Because of the scope of Ascena’s operations, Halzack worries that the company’s fall may create a tsunami of difficulties for the owners of mall properties. Ascena, Halzack explains, accounted for 4.7 percent of Tanger Factory Outlet Center’s annualized base rent; that makes it Tanger’s second-largest tenant. (It’s biggest: Gap Inc.) At Simon Property Group, Ascena accounts for the third-greatest share of annual base rent, behind Gap and L Brands, the parent company of Victoria’s Secret. It is also in Brookfield Property Partners and Acadia Realty Trust’s top 10.
That’s a lot of rent to make up. At a time when brick-and-mortar retail is crumbling, few companies will be rushing to fill the space left by Ascena’s departure.
“Filling in one anchor space, generally, is doable,” Elliot Nassim, president of Mason Asset Management, co-owner of dozens of enclosed shopping centers, told the New York Times. “But once you get hit by two others and you’re dealing with three anchor closures, that’s usually where we become a little more likely to put it into the bucket of a redevelopment.”
With malls losing appeal every time a storefront goes dark, any new tenants mall owners entice into leases will be expecting to pay significantly lower rents, a problem compounded further, particularly in smaller malls, by co-tenancy clauses that allow retailers to pay reduced rent – or break their lease entirely – if two or more anchor stores close. Think of small-town or lower-quality malls that used to have a Sears at one end and a J.C. Penney at the other. How many of those malls’ tenants will stick around to watch foot traffic dry up and their profits disintegrate?

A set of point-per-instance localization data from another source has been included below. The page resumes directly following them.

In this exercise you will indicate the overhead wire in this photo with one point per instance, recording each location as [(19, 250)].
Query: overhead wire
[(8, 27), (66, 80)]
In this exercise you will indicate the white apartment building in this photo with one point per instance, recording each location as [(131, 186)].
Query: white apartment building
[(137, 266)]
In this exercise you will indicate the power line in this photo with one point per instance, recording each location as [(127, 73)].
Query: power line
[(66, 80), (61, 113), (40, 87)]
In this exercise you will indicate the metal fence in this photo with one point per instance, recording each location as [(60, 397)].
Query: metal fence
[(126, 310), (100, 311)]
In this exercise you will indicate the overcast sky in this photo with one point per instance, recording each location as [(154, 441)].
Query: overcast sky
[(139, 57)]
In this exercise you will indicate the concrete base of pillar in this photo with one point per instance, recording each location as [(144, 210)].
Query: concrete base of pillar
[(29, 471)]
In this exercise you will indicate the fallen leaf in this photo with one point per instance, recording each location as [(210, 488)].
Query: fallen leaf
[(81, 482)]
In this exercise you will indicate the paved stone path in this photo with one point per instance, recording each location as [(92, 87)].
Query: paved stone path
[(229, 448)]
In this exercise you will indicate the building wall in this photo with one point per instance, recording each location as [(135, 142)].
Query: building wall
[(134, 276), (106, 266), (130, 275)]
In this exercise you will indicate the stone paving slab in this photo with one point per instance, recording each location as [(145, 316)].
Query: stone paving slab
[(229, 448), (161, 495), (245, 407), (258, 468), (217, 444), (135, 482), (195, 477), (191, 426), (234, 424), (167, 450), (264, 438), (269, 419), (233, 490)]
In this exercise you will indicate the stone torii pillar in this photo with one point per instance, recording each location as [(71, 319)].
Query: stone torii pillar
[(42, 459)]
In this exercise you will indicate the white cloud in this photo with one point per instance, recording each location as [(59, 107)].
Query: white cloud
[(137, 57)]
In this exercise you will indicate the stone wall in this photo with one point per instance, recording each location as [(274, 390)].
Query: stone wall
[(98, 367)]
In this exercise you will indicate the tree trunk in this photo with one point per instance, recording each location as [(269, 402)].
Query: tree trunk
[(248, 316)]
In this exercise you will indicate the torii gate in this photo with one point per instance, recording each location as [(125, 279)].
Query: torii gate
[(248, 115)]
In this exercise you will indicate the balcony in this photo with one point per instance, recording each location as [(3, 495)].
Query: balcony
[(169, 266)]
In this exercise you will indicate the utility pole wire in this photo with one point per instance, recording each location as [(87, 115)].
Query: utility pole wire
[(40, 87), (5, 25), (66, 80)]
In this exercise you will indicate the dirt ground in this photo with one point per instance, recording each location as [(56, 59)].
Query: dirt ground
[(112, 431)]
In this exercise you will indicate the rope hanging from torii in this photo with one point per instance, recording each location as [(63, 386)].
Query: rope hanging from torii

What happens to these empty malls is anyone’s guess. Experiences, exhibits and game rooms could take up space in larger urban malls, but not while COVID-19 is raging across the country for the second time in four months. Appropriately-located malls could become distribution centers for online retailers, a concept put forward by some experts, but that would mean a costly and drawn-out re-zoning/conversion process that will provide mall operators no relief in the coming months.
TechCrunch’s Jon Evans suggests repurposing unused retail space and converting it into apartments, which could help bring rents down by bringing thousands of new rental units to some of America’s most expensive cities.
“This is no panacea, of course,” Evans writes. “Nothing will be. Converting retail and office to residential will be very expensive … although not as expensive as letting them lie there worthless without collecting any rent at all.”